Tra le opere, a volte un po’ sacrificate dalla scelta dei colori delle pareti, si leggono brani della letteratura di viaggio tratti dalle descrizioni di Pierre Loti, del nostro De Amicis, di Flaubert, alla ricerca di un parallelismo tra figura e parola per rendere la suggestione dell’esotismo del viaggio.

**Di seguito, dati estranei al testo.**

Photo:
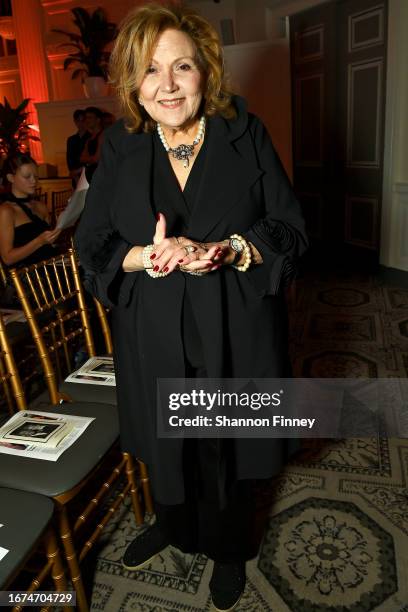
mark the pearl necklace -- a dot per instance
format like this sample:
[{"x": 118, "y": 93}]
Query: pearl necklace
[{"x": 183, "y": 152}]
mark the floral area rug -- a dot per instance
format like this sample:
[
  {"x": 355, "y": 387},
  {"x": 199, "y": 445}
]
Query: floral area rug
[{"x": 337, "y": 517}]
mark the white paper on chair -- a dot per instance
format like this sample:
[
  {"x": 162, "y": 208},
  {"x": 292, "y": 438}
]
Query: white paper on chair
[
  {"x": 41, "y": 435},
  {"x": 95, "y": 371},
  {"x": 75, "y": 205},
  {"x": 10, "y": 316}
]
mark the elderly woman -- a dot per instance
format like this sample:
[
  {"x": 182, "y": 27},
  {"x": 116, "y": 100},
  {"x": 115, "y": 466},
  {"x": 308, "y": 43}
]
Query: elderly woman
[{"x": 190, "y": 232}]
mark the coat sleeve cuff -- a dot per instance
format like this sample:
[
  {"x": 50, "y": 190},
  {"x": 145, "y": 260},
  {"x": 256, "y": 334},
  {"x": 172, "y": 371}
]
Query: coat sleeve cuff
[
  {"x": 274, "y": 273},
  {"x": 112, "y": 286}
]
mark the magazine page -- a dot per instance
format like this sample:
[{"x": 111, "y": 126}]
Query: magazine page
[
  {"x": 41, "y": 435},
  {"x": 75, "y": 205},
  {"x": 95, "y": 371}
]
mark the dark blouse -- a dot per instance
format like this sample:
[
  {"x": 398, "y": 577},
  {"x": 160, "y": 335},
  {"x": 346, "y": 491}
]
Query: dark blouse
[
  {"x": 177, "y": 206},
  {"x": 29, "y": 231}
]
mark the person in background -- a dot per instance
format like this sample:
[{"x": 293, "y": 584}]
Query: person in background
[
  {"x": 75, "y": 145},
  {"x": 25, "y": 234},
  {"x": 108, "y": 119},
  {"x": 91, "y": 152}
]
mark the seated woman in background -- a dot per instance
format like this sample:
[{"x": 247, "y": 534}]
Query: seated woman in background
[{"x": 25, "y": 233}]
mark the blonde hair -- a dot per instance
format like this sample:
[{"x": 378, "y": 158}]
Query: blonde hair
[{"x": 134, "y": 49}]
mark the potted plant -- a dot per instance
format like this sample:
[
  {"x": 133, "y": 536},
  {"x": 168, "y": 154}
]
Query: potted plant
[
  {"x": 95, "y": 34},
  {"x": 15, "y": 133}
]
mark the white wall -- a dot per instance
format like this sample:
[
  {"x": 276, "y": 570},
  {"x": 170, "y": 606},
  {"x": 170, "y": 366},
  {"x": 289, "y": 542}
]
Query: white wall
[
  {"x": 56, "y": 124},
  {"x": 394, "y": 227},
  {"x": 261, "y": 73}
]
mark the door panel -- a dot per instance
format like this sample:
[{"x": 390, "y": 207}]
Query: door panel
[{"x": 338, "y": 76}]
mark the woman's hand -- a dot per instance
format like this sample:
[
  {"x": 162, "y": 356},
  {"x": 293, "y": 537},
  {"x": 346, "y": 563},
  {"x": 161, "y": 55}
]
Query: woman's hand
[
  {"x": 171, "y": 253},
  {"x": 49, "y": 236}
]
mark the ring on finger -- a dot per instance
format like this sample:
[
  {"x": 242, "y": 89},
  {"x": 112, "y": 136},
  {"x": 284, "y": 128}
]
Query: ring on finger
[{"x": 189, "y": 248}]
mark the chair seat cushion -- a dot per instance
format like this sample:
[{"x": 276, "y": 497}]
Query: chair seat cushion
[
  {"x": 53, "y": 478},
  {"x": 18, "y": 534},
  {"x": 81, "y": 392}
]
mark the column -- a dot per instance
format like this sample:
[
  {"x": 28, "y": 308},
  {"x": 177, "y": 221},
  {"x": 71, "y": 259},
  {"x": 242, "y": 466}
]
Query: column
[{"x": 32, "y": 59}]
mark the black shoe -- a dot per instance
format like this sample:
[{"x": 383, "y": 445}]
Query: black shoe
[
  {"x": 227, "y": 585},
  {"x": 144, "y": 548}
]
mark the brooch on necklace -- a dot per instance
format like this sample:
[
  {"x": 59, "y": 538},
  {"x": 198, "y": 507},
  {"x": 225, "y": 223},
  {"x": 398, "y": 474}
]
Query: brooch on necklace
[{"x": 183, "y": 152}]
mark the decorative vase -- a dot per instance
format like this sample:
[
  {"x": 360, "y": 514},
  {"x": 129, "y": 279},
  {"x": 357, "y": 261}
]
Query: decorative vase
[{"x": 95, "y": 87}]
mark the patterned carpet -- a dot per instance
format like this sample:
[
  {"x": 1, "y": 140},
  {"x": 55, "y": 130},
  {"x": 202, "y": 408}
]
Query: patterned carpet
[{"x": 337, "y": 529}]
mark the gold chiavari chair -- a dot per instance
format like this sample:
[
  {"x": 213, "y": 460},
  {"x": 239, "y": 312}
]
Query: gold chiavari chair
[
  {"x": 52, "y": 287},
  {"x": 53, "y": 301},
  {"x": 38, "y": 281},
  {"x": 3, "y": 274},
  {"x": 143, "y": 474},
  {"x": 25, "y": 536}
]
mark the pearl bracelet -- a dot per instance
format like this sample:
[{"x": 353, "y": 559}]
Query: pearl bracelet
[
  {"x": 147, "y": 262},
  {"x": 246, "y": 251}
]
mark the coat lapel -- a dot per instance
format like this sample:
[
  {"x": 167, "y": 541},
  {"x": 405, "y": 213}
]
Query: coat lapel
[
  {"x": 135, "y": 217},
  {"x": 227, "y": 176}
]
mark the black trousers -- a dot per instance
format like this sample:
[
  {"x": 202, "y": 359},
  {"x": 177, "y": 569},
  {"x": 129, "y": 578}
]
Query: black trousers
[{"x": 223, "y": 531}]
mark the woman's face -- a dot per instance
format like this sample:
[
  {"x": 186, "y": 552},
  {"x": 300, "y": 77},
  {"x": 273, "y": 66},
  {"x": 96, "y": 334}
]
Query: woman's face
[
  {"x": 24, "y": 180},
  {"x": 171, "y": 91}
]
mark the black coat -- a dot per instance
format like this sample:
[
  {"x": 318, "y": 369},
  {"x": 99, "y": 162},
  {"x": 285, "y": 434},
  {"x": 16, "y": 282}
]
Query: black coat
[{"x": 241, "y": 316}]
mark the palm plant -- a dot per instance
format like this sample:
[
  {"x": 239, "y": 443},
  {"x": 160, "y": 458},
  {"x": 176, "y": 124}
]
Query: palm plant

A riguardare il catalogo (Silvana Editoriale) dopo aver visitato la mostra, restano in mente i deserti ocra, i cieli abbacinanti, le chiazze di colore sulle stoffe preziose, le strade dei suk cariche di oggetti e persone. Una ‘folla’ di dettagli che si anima nella seconda mostra, A Oriente. Città, uomini e dei sulla vie della seta (fino al 26 febbraio 2012), alle splendide Terme di Diocleziano a Roma dove ha luogo la Biennale Internazionale di Cultura “Vie della Seta” curata da Zètema Progetto Cultura. L’allestimento narra attraverso opere archeologiche, oggetti di uso quotidiano, foto e documenti l’immensa umanità che ha percorso la via della seta. Il suggestivo percorso multimediale interattivo è stato curato dal celebre gruppo di artisti multimediali Studio Azzurro, che ci ha ormai abituati alla loro regia per mostre su temi diversi. Attraverso video, foto, animazioni e un sapiente uso della luce, i pregiati pezzi antichi così come gli oggetti più comuni vengono animati all’avvicinarsi dello spettatore. La sensazione è di camminare a ritroso nel tempo, in luoghi millenari, faccia a faccia con i viaggiatori che hanno calpestato le strade delle antiche capitali mediorientali e asiatiche portando con sé non solo la preziosa stoffa ma storie da raccontare.